Чешка вскрикнула, но не от страха за себя, а от ужаса перед тем, что натворил ее молчаливый спаситель. Крик ее, острый как лезвие, пронзил вечерний воздух. И явились они – из окон, из дверей, как тени: евреи грешного города. Увидели грозного Аврама, распластанного у стены, и девушку, и неподвижного гиганта из глины. И все поняли без слов. Проблема была не в девушке.
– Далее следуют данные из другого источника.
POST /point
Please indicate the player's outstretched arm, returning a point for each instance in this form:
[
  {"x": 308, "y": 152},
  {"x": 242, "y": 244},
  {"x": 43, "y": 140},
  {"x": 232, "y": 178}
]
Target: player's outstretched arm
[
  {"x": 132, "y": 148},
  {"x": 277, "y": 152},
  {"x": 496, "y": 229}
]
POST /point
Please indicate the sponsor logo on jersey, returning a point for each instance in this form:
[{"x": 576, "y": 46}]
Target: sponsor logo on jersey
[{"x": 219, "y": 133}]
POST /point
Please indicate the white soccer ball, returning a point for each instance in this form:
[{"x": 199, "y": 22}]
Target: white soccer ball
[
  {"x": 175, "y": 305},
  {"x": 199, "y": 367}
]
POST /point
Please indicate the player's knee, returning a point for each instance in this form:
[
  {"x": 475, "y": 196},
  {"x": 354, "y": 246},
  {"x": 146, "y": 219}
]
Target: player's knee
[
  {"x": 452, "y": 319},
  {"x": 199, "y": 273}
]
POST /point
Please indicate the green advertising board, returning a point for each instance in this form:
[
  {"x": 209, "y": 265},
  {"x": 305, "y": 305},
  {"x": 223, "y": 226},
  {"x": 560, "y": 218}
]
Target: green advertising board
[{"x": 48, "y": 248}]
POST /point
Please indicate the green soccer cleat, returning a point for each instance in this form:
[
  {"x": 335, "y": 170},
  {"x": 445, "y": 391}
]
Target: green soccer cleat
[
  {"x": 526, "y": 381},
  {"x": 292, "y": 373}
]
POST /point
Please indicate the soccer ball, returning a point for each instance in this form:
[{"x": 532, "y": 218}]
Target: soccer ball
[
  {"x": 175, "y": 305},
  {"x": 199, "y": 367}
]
Выбежал на улицу злой, перепуганный люд, а впереди всех – раввин, создатель его, лицо которого было бледнее полотна свитка. Устроили они суд скорый и праведный, земной суд над тем, в ком уже проснулась небесная искра. Гневно, с дрожью в голосе, спрашивал раввин: «Зачем? Зачем поразил ты брата своего, оберег иудейский?» Но голем молчал. Не мог он сказать, что защищал не чешку, а ту искру Божью в ней, что была оскорблена. Не мог объяснить, что боль его была голосом спящей души. Не наделил его словом ни создатель-еврей, ни в тот миг – Господь. И к смерти была приговорена Истина, явившаяся в тишине.
И тогда, в миг перед казнью, он познал. Понял вдруг, просто и ясно, как понимают падающие камни закон тяготения: где-то внутри, в самой глубине, глины в нем было куда меньше, чем в этих кричащих, жестикулирующих людях из плоти. Там было что-то иное. Душа. Раввин приблизился, палец его дрожал. Он стер первую букву со лба голема – алеф, превратив «Эмет» (Истина) в «Мет» (Смерть). Дыхание жизни покинуло глиняные уста. Не вес, а пустоту ощутил он, и увидел – нет, узнал – как дух его отделяется от тела и парит над переулком.
Печально смотрел новорожденный дух на тело свое земное, теперь лишь груду праха, и на народ, что уже тащил бездыханный сосуд в синагогу, бормоча молитвы. Он видел не злобу в их глазах, а все тот же, знакомый до боли, слепой, животный страх.
И воспарил дух выше шпилей, выше облаков, в сады Господни. И принял его Творец. И спросила душа чистая, едва освоив дар речи: «Почему жесток народ твой избранный стал, так далеко от стен Иерусалимских? Почему страх рождает тиранов даже среди угнетенных?»
Господь отвечал. Но язык Его не был похож на человеческий. Он звучал одновременно на всех наречиях Земли: в нем слышался гортанный иврит, певучий чешский, славянская речь, и что-то еще – пение птиц на заре, и звон дождя по листьям, и скрежет земли при рождении гор, и тихий шепот ростка, пробивающегося сквозь асфальт, и отчаянный крик новой жизни, входящей в мир. Это был гимн всего сущего, крик боли и песнь любви, сплетенные воедино. Душа слушала, но не могла понять – смысл тонул в этой вселенской симфонии.